For my money... and maybe I speak for many here, I think I've enough decent gear on hand to switch to the rent-before-you-buy thing, and/or buy it 2nd-hand mode - EXCEPT in rare instances when it's EXACTLY what you need. Interesting that at 2.4 rather than 1.4 and with a 52mm barrel, they've still got a bigger lens than my old 1.4/85 with a 67mm barrel. Dimensions are about 30mm longer, but only 1 gram more in weight. Note that the additional 30mm corresponds very closely (eyeball measurement rather than caliper) to the length of the Novoflex adapter. So the dirty little secret of mirrorless lens engineering continues to rule! and smaller bodies continue to require bigger lenses!
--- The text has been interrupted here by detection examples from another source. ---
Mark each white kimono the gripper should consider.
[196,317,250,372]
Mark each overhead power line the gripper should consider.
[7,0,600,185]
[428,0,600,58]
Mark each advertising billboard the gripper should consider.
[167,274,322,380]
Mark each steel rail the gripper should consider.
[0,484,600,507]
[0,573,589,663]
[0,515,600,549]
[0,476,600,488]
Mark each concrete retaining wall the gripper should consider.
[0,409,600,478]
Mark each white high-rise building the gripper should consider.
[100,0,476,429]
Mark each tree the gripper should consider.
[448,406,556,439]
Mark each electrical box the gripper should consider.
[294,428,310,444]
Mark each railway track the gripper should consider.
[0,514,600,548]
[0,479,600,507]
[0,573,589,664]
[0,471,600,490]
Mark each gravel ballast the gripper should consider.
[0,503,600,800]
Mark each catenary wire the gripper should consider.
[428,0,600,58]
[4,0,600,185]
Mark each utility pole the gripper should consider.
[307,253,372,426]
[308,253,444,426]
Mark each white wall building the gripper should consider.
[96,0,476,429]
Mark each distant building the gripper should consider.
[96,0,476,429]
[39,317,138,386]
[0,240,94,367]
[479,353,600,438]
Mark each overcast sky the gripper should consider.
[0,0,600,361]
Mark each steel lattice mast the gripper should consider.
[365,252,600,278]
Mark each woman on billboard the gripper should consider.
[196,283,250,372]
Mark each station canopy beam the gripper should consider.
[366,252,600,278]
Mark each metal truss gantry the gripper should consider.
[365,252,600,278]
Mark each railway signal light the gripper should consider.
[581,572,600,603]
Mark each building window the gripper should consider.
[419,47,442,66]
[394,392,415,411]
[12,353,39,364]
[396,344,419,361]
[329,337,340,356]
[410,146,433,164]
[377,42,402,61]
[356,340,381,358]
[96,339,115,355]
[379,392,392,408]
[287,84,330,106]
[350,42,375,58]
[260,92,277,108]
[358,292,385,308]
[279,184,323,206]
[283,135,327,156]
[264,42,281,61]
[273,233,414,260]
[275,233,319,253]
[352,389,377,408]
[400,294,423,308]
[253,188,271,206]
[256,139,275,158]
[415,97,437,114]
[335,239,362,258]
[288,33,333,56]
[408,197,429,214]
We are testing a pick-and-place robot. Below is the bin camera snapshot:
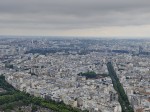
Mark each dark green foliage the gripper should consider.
[107,62,134,112]
[78,71,108,79]
[5,63,14,69]
[0,76,88,112]
[31,105,38,112]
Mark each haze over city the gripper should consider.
[0,0,150,38]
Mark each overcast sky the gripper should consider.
[0,0,150,37]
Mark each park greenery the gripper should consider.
[78,71,108,79]
[0,75,88,112]
[107,62,134,112]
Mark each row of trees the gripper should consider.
[107,62,134,112]
[0,76,87,112]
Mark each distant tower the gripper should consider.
[139,46,143,54]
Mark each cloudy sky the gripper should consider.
[0,0,150,37]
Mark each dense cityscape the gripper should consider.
[0,36,150,112]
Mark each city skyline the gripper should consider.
[0,0,150,38]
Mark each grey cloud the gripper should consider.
[0,0,150,29]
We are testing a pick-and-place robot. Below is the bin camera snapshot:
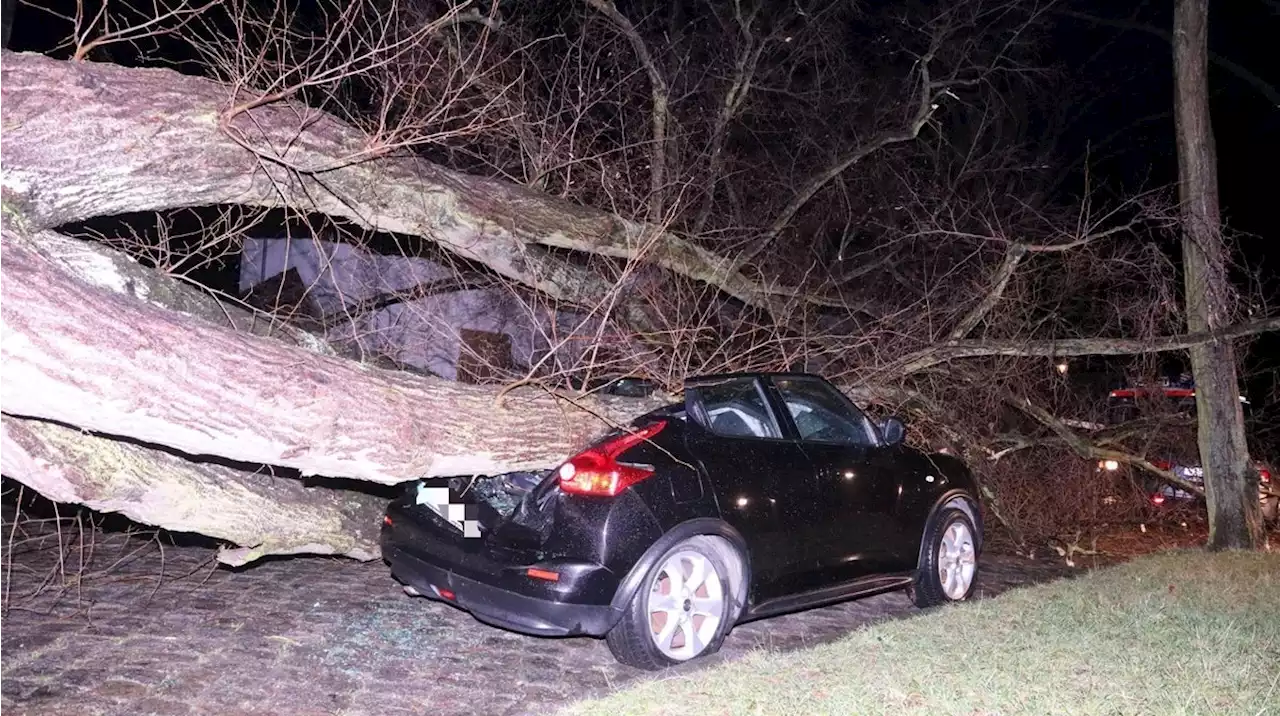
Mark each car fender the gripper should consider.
[915,488,982,565]
[611,517,751,619]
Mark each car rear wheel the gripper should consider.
[605,538,732,670]
[911,507,978,608]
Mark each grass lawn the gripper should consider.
[566,549,1280,716]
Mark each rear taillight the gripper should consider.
[558,420,667,497]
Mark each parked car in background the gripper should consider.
[381,374,982,669]
[1098,378,1280,521]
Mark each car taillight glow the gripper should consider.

Oh well.... it's not the size, it's the experience that matters.
For me MF would be fine in a lot of cases and this discussion gets me wondering why I hate using legacy glass in the field. Ultimately that boils down to 2 things: 1) the inability of the A7 camera's to toggle peaking and magnified view by just 1 button press and 2) the lack of EXIF data of the lens. The Loxia does away with gripe #2 so that leaves just the peaking thing. Is that so important, you'd ask? Yes, it is. When doing landscapes, a lot of the scene is in focus and overlaid by peaking color and I want to have peaking in magnified view to be absolutely sure of perfect focus. I was thinking hard about getting me a Loxia 21mm but this is the thing that holds me back. I now use AF zoom lenses in the field for landscape photography because I can simply point the focus spot to where I want it to be and the viewfinder image is free of distracting peaking color. I don't think I would exchange the FE 4/70-200mm by primes but the FE 4/16-35mm is a more likely candidate, I think I could get by with the Loxia 21mm and Sony's FE 2/28, 1.8/50 and 4/70-200.